= New Calabar River =

River in Nigeria

The New Calabar River is a river in Rivers State, Nigeria, in the Niger River Delta. The Kalabari Kingdom was based on this river.
The New Calabar River is one of the most stressed rivers in the Niger delta of Nigeria. It is presently not the focus of any systematic periodic water quality investigation. The river system exhibits temporal variation which could be attributed to the mixing process of the upper and lower reaches of the water under varying tropical climatic conditions. The water across the season exhibited variation in the increase and decrease in the physicochemical parameters. This could be attributed to industrial activities in and around the river and the discharge of domestic waste into the river, which are prevalent upstream of the river. Although series of work have been carried out in different reaches of the river.

== Pollution ==
Studies showed the New Calabar River had been polluted by some chemical substances like lead, cadmium and chromium contaminating the surface water. Residue from all locales showed low to extensive contamination by the heavy metals.

This has high effect on the locales health risk due to the fact that they consume the fishes harvested from the river.

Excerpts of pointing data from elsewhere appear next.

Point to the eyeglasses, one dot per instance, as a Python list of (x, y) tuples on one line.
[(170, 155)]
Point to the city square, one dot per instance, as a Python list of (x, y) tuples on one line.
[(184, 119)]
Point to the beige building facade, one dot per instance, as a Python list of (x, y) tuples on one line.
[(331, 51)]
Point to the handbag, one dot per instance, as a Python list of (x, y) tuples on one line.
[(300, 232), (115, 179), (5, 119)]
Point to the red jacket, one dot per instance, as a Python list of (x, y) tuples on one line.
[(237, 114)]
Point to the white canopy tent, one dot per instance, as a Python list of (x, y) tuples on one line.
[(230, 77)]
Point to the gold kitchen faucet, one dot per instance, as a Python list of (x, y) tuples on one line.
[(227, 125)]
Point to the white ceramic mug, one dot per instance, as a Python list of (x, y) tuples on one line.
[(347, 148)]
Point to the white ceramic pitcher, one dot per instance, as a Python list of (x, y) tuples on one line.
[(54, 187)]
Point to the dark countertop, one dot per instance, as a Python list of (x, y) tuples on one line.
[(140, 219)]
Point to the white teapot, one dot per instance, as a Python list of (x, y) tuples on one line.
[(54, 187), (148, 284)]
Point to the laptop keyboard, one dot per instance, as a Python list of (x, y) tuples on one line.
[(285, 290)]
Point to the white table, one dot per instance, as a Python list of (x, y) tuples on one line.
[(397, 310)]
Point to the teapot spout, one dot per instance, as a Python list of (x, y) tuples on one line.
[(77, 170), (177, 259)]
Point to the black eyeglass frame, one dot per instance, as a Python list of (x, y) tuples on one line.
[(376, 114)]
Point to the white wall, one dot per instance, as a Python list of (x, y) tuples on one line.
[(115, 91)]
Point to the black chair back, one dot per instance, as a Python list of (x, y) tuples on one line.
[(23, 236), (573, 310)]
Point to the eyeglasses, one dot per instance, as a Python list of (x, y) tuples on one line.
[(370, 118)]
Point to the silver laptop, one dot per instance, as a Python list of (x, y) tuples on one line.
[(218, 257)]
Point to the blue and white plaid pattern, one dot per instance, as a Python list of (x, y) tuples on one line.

The inorganic anion contamination of the Unused Calabar Waterway surface water was explored. Comes about appeared regular varieties within the inorganic anion levels. Water parameters such as sulphite, nitrate, phosphate, and alkalinity showed significantly higher values within the blustery season than within the dry season. Broken up oxygen, pH, sulphide, sulfate, alkali, and nitrite appeared no critical contrasts between their blustery and dry season levels. Upstream-downstream changes were shown by conductivity, add up to broken down solids, chloride, saltiness, and temperature. Exemptions happened within the nitrite levels, where the impact was negligible. In spite of the fact that the concentrations of a few anions analyzed fell inside universally satisfactory limits, the Unused Calabar Waterway water is, within the fundamental, contaminated with inorganic anions and may be unsatisfactory for consumable and mechanical employments without treatment.